Re: Rotated Content

>  DG> 1. What are the reference line and direction ? Mention of bidi is
>  DG>    needed. What happens in case of vertical text ? I guess that the
>  DG>    non inheritance is here to partially solve the problem.
>
> I thought of it as the box being rotated, and the text keeping
> whatever properties it has inside the box. Bidirectional text might be
> a problem, but I don't see it getting much worse because that it is in
> CSS2 because of this ...
>
>  DG> 2. does it really apply to all elements ? If it applies to inline
>  DG>    elements, how will it affect the size of the containing box (CSS
>  DG>    has only rectangular and non rotated boxes for the moment) and
>  DG>    line height ?  How does it affect background and borders of
>  DG>    block-level elements ?  Relation with clip and overflow
>  DG>    properties ?
>
> As I said, the boxes are rotated, the content (including backgrounds
> etc) just follows. And only non-static boxes. Still, it will require a
> careful review of the entire text on the box model.
>
>  DG> 3. I don't think it should apply to a table sub-element TR TD or
>  DG> TH !
>
> Hmmm ... rotating a TR might not be very useful, but I think it should
> be legal.

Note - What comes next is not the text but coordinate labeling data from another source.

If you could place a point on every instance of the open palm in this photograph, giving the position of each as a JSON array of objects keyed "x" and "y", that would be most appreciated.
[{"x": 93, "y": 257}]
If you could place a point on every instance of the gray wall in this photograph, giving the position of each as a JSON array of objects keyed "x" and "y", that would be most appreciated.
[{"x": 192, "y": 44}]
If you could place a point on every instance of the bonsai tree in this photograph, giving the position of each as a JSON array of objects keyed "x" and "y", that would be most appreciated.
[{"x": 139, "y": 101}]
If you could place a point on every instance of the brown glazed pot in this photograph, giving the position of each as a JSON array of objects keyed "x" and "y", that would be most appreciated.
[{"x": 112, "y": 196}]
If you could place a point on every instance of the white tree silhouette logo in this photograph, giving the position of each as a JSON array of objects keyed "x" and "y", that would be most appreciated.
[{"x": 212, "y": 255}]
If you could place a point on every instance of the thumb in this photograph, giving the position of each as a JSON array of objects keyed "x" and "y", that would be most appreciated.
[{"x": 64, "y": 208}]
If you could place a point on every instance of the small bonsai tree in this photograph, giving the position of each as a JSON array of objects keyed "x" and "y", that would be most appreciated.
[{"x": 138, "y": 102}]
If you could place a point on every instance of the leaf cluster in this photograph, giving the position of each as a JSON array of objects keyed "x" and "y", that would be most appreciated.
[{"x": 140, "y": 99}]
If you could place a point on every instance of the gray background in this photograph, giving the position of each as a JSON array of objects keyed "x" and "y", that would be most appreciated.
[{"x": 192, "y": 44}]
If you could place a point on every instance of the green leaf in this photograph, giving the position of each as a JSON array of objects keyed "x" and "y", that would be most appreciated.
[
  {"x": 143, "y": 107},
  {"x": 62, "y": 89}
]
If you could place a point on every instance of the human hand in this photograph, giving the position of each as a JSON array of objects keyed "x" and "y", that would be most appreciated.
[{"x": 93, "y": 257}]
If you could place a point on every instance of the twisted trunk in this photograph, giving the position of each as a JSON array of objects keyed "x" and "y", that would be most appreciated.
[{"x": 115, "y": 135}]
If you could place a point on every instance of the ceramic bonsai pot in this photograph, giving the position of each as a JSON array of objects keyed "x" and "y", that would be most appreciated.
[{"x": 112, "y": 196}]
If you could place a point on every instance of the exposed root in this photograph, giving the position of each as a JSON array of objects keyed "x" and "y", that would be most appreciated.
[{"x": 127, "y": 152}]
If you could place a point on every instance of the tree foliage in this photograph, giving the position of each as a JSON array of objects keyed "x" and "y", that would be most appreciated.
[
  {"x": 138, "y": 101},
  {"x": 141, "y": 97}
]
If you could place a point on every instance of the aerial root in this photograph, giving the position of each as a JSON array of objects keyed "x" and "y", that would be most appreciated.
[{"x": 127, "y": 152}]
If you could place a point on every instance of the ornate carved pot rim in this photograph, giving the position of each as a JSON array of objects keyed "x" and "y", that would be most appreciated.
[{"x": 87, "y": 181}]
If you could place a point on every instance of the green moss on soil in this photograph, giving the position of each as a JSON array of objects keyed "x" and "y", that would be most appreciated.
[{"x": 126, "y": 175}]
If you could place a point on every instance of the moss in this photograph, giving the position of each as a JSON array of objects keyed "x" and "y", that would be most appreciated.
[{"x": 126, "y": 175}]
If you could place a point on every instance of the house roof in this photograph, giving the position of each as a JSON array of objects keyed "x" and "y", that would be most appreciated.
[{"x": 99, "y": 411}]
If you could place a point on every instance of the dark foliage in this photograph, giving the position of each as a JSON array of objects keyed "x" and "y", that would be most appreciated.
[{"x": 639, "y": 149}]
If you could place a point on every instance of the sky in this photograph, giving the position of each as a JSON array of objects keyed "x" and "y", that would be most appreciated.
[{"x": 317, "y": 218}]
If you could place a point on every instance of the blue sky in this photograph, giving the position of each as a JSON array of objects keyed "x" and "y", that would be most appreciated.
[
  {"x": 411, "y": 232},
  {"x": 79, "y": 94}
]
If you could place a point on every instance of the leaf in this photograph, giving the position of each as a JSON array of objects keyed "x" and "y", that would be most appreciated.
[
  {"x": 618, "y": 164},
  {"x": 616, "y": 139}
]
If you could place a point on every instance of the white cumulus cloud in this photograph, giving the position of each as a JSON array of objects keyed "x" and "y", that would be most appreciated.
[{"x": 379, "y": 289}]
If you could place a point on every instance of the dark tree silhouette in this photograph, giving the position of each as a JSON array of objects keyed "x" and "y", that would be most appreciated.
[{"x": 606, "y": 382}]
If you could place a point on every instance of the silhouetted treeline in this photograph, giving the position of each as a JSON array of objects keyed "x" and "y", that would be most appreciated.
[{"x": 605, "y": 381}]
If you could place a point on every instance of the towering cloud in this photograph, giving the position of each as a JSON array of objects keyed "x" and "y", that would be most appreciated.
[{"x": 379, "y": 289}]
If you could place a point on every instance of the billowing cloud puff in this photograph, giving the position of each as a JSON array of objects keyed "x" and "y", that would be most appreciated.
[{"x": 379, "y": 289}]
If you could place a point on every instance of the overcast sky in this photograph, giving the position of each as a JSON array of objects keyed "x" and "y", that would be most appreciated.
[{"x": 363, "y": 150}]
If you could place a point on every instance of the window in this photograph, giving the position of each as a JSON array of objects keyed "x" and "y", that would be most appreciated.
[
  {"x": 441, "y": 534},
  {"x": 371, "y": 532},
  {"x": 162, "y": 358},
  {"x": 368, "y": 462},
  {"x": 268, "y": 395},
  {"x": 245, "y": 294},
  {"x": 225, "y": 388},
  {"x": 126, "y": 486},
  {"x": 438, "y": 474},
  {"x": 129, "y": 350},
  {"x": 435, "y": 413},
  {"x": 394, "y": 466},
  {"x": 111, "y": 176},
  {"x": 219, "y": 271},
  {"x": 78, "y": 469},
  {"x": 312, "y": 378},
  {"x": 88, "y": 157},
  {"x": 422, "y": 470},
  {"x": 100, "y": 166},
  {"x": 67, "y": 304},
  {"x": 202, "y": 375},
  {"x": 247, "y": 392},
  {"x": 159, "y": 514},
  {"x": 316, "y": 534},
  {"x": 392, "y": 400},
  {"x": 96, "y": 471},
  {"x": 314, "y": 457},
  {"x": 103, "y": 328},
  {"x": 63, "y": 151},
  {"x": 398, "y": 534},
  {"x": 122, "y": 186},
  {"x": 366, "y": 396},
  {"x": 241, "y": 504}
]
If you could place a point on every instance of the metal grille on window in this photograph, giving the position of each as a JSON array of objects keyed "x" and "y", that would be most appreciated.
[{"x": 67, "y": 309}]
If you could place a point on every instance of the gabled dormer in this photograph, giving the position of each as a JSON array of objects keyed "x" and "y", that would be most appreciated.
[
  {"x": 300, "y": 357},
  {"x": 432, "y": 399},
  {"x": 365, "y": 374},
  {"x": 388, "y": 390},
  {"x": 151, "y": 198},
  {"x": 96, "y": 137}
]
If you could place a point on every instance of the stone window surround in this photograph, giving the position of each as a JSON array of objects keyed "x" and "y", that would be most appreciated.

Rotating THs and TDs sounds more useful (but the same effect
> would be possible to get by including another element inside the
> TD/TH).  Is it possible (legal / implemented) to use non-static
> position on those elements now?
>
>  DG> 4. what is rotated ? the box or the inline data inside the box ?
>
> The box.
>
Okay, so to summarize you're talking about not rotating the fonts
themselves, but rotating "boxes" containing the font and text content?
Wouldn't it be simpler to just rotate the font?  This is what I've been
looking for to simply rotate in fixed intervals (by 45 or 90 degree angles).